The study was conducted to identify the correlations of different on-page SEO factors, with Google rankings across 2 Million random keyword searches. They were very keen to point out that although correlation doesn’t necessarily mean causation, the results are certainly interesting.
What am I referring to when I say On-Page SEO Factors?
Typically when discussing SEO ranking factors, you have three main areas.
- Off-the-page: Which are referring to factors publishers can’t themselves impact.
- Violations: Typically underhand tactics, that search engines frown upon e.g. spammy link building
- On-the-page: These refer to the factors publish can actually control e.g. HTML, sitemaps, page speed. It these, that the chart is discussing today.
Use of exact match keyword
Typically when people who are new to SEO, stumble across advice, it indicates that cramming your keyword in your Title, meta’s and HTML will warrant a top place on the SERPs.
Although this used to be the case, in a post hummingbird world Google is advanced enough to understand the synonyms, context and the relevance of your content.
The research did find some interesting data though. It transpires having the keyword you’re looking to rank for, in your domain can help boost your rankings. Typically it was found this was because these were often brand names, so this may not actually have the impact we initially thought it did. But it’s worth bearing in mind.
When trying to rank for keywords, it was shown that almost 75% of pages that rank on the first SERPs page, didn’t actually contain an exact match. Once again, highlighting Google’s ability to understand synonyms, context and relevance.

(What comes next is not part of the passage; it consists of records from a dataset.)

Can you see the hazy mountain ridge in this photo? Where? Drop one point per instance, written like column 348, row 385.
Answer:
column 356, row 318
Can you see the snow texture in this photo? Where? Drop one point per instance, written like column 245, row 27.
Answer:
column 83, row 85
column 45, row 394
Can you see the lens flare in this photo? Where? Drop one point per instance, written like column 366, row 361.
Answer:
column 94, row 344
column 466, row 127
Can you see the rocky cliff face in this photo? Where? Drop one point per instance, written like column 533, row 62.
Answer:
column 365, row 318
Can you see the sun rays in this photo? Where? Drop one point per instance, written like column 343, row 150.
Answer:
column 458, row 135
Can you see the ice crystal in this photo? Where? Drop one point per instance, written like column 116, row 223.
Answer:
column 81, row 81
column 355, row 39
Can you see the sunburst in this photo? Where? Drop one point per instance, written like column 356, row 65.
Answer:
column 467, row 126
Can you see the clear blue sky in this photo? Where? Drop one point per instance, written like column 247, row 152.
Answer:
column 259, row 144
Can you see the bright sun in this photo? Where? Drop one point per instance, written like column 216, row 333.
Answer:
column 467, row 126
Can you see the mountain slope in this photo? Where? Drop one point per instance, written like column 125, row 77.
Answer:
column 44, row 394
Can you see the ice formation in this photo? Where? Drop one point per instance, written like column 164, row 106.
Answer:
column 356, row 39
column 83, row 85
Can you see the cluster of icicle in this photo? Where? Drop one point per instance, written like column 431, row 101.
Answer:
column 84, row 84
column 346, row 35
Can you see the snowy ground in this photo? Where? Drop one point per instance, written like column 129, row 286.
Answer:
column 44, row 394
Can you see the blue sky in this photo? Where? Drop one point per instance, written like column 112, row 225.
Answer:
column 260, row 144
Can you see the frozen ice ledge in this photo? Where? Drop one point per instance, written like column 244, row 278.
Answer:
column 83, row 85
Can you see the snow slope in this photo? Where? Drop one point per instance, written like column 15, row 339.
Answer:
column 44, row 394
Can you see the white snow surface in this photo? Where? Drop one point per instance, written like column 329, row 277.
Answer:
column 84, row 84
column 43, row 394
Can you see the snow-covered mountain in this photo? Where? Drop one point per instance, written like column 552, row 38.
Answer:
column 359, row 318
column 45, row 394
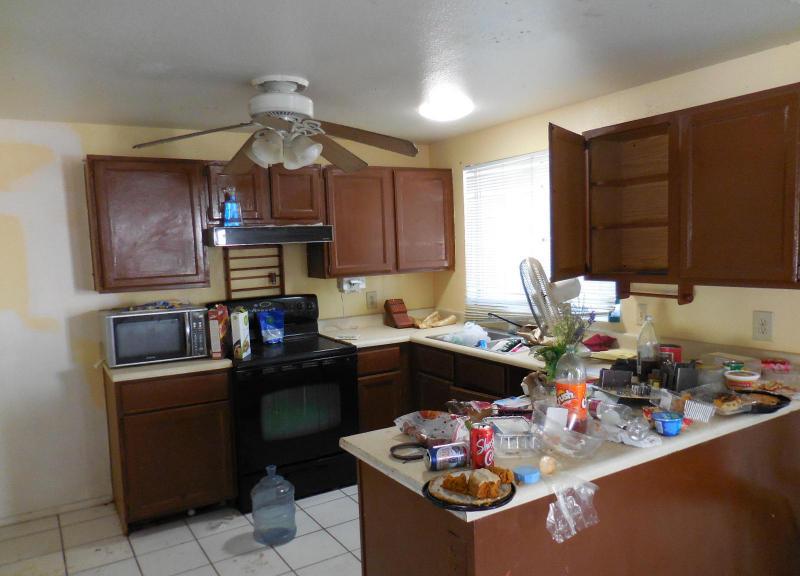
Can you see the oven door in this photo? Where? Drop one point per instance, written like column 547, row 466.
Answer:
column 145, row 338
column 294, row 413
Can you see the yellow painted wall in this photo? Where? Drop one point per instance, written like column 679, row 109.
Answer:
column 722, row 315
column 53, row 441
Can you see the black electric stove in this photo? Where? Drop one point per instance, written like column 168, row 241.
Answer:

Interestingly, out of all of the keyword-related on page SEO factors, there was only one which had a negative effect; the inclusion of the keyword in URL. This corresponds with a recent statement by John Mueller who stated…
I believe that is a very small ranking factor. So it is not something I’d really try to force. And it is not something I’d say it is even worth your effort to restructure your site just so you can get keywords in your URL.
General on-page ranking factors
Addressing some of the more general on-page SEO factors, it’s clear to see that there was an obvious correlation between the age of a page and a higher ranking. So perhaps if you’re looking to rank quicker, using older pages or updating content is more beneficial than churning out tonnes of fresh content.
Once again, the only negative effect refers to the URL. This time it refers to the length of it, or more pertinently, the amount of folders it is attached to.
Why this is, I’m not too sure. My best guess is to encourage a better UX, as they won’t need to dig so deep on the site to find the content.